🌙rozdział dwudziesty czwarty🌙

112 2 0
                                    

Alek zaklął siarczyście podczas, gdy ja starałam się dostrzec ponad ramieniem chłopaka właściciela głosu. To co zobaczyłam, szybko wyjaśniło mi, dlaczego Alek tak bardzo nie chciał tu rozmawiać. Klęłam w myślach swoją głupotę.

Dawid stał kilka metrów za Alkiem wraz z kilkoma kolegami. Stali w pewnej odległości od latarni, więc nie byłam w stanie ich rozpoznać, zresztą wszystko przesłaniała mi wykrzywiona we wściekłości twarz Dawida.

-     Nie słyszałeś, Markowski? Puść ją.

-     Zadowolona? - wyszeptał Alek zanim puścił mnie odwracając się w kierunku chłopców. Jednocześnie przyciągnął mnie do siebie obejmując dłonią w talii - Nie masz co robić, Wolski?

-     Mam dość patrzenia jak Hania wiecznie przez Ciebie cierpi! Zostaw ją w tym momencie!

-     Może byś jednak ją zapytał o zdanie? - ton Alka na pozór był nonszalancki, jednak czułam jaki jest napięty. Mogłam tylko domyślać się, że wyczytał z aury Dawida coś, co bardzo mu się nie spodobało. Dopiero po chwili dostrzegłam otwartą i niemal opróżnioną butelkę taniej wódki, którą blondyn trzymał w dłoni.

-     Dawid, wszystko w porządku... - zaczęłam, ale już zrobił krok w naszą stronę.

-     Mam dość tego, że ciągle panoszysz się w naszej szkole i w tym mieście.

-     A ja mam dość tego, że ciągle się do mnie przypierdalasz - warknął Alek przybierając taki wyraz twarzy, że byłam niemal pewna, że Dawid odpuści. Niestety zarówno on jak i jego koledzy byli pijani i najwyraźniej odebrali to jako zachętę. Niemal niezauważalnie Alek przeciągnął mnie za swoje plecy, jednak Dawid to wyłapał.

-     Próbujesz ją bronić przede mną? To nie ja jestem członkiem gangu, który wymordował swoją rodzinę!

Nie widziałam oczu Alka, ale byłam pewna, że źrenice rozszerzyły mu się znacząco, a mój klasowy kolega za chwilę padnie rażony mocą videns. Nic takiego się jednak nie stało. Chłopak stał niewzruszony. Jedynie napięte mięśnie zdradzały gniew czający się pod jego skórą. 

-     Ubzdurałeś sobie, że zdobędziesz nową dziewczynę, a kiedy związała się ze mną postanowiłeś mnie o to obwinić. Ogarnij się człowieku, to doprawdy żałosne. 

Dawid nie wytrzymał. Skoczył do przodu z wściekłym okrzykiem. Widziałam pięść lecącą w stronę twarzy Alka, od której uchylił się w ostatniej chwili ciągnąc mnie za sobą.

-     Uspokój się Wolski! - krzyknął Alek, ale te słowa jeszcze bardziej rozjuszyły pijanego chłopaka.

Alek odepchnął mnie od siebie, a już w następnej sekundzie Dawid ponowił swój atak.
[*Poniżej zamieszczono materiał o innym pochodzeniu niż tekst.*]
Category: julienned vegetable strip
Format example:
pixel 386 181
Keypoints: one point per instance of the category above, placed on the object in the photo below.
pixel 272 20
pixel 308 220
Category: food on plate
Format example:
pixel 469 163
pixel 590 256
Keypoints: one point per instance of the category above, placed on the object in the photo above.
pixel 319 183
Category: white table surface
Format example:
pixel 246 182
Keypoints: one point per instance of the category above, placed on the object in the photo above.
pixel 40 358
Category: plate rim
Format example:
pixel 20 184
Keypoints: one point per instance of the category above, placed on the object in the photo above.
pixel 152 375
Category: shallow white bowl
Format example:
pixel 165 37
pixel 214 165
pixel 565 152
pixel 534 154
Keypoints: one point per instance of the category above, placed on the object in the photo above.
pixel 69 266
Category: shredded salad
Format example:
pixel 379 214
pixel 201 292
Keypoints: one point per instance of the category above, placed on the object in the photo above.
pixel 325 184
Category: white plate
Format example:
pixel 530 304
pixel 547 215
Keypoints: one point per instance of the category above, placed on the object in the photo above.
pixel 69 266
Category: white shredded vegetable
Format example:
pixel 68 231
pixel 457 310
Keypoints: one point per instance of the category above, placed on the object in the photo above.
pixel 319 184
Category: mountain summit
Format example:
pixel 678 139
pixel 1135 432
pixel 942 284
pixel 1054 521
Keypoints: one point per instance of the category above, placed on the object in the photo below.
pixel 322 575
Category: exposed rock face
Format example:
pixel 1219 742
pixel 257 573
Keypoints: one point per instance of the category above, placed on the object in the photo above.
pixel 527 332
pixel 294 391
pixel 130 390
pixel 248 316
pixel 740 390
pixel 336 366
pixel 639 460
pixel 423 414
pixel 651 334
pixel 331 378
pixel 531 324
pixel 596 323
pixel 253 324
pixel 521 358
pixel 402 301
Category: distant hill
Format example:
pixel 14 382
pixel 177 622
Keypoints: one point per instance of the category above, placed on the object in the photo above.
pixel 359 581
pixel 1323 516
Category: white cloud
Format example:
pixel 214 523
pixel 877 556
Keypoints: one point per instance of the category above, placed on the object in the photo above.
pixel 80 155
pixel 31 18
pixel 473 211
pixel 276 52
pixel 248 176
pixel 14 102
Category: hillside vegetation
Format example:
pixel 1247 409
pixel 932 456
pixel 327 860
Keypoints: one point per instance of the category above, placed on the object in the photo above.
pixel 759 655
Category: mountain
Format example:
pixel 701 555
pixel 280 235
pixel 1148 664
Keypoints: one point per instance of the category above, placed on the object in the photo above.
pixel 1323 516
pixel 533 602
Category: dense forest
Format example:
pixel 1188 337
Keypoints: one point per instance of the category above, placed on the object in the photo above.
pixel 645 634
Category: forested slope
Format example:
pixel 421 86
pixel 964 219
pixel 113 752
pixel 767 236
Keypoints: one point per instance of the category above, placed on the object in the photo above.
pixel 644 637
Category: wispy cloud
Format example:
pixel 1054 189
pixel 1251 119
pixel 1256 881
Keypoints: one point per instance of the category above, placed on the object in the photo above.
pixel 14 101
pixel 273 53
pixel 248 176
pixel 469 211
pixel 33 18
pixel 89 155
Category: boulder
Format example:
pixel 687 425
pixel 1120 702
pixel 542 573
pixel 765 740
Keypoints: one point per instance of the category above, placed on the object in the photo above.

I tym razem spudłował.

-     Dawid przestań! - krzyknęłam chcąc podejść do przyjaciela.

-     Nie, zostań tam! - zawołał Alek. Ta sekunda, którą poświęcił na zapewnienie mi bezpieczeństwa kosztowała go utratą koncentracji. Kolejny cios spadł prosto na jego szczękę. Jego głowa odskoczyła, a Dawid znów natarł. Alek uchylił się i niemal w tej samej chwili odepchnął Dawida. Dotychczas przyglądający się koledzy blondyna z okrzykiem rzucili się w kierunku chłopców. Butelka wódki z głośnym trzaskiem rozbiła się na chodniku.

-     Przestańcie! - zawołałam widząc, jak czterech chłopców rzuciło się na Alka. Z przerażeniem obserwowałam, jak udaje im się go przewrócić i zaczynają kopać go po żebrach i okładać pięściami po głowie.

Doskoczyłam do Dawida, który przyglądał się temu ze stoickim spokojem. Wręcz nienormalnym spokojem.

-     Co Ty wyprawiasz? - potrząsnęłam nim - Niech oni przestaną!